To be concours correct by MCA standards, you need to have three different colors and obvious overspray underneath the car. If you over-restore it, it won’t be factory correct. You will lose points and value.

To make a rough old Mustang concours correct underneath for Mustang Cub of America judging takes a lot of work. It took our body man, Tom Prescott, 111 hours to get just the underside, the engine compartment and the trunk of our Shelby GT 350 painted to concours standards. This did include fixing rust around the lip of the trunk, but did not include any work on the outside of the body, except where the trunk lip repair moved into the top of the rear quarter panel.
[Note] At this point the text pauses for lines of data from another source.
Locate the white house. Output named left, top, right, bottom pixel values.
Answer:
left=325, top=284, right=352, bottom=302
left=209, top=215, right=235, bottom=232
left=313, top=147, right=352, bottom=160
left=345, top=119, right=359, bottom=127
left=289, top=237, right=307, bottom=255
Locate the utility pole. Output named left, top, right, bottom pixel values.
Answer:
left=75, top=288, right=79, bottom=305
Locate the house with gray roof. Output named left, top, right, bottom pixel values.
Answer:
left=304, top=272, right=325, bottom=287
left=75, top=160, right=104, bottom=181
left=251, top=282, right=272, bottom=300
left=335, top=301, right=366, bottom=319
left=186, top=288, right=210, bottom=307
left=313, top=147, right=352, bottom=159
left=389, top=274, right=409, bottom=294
We also had at least a hundred of our own hours, scraping, dismantling, steam-cleaning and detailing parts to put back on the chassis. Our instinct would be to make the paint uniform underneath. We would either paint the whole chassis with the red-oxide type primer that Ford used, or better yet paint it Lime Gold. What Ford did originally on a Mustang is paint the entire underside red-oxide primer, then they came back in and painted some of the body color underneath—mostly by overspray. Then they painted the rocker panel seam and the engine compartment semi-gloss black. Seam sealer also needs to be brushed on—some under this previously mentioned paint and some over it.

To learn exactly how Ford did it, we went to Orlando Mustang and studied some of their MCA award-winning cars. These guys know every trick and tip to restore a Mustang to award-winning condition and they were willing to share this information. We took pictures and notes and they even provided us with a set of concours guidelines that we could follow.

For paint, we used PPG DP 974 to duplicate the red oxide primer. We duplicated the original satin black finish with Mathews N923 semi-gloss black. On smaller pieces we used either powder coating for high wear pieces and Eastwood Chassis Black on most everything else.

To be concours-correct by MCA standards, you need to have three different colors and obvious overspray underneath the car. If you over-restore it, it won’t be factory correct— you will lose points and value. They also publish a whole list of what color each component should be. Oddly, a lot of the pieces underneath an early Mustang were left bare metal, which turns quickly into rust. For these items, like brake rotors and brakes drums, it is acceptable to paint them in the color closest to bare steel. Eastwood makes a lot of products to duplicate this look and we had good luck with their cast grey paint and their paint products for the pieces that were supposed to look that way.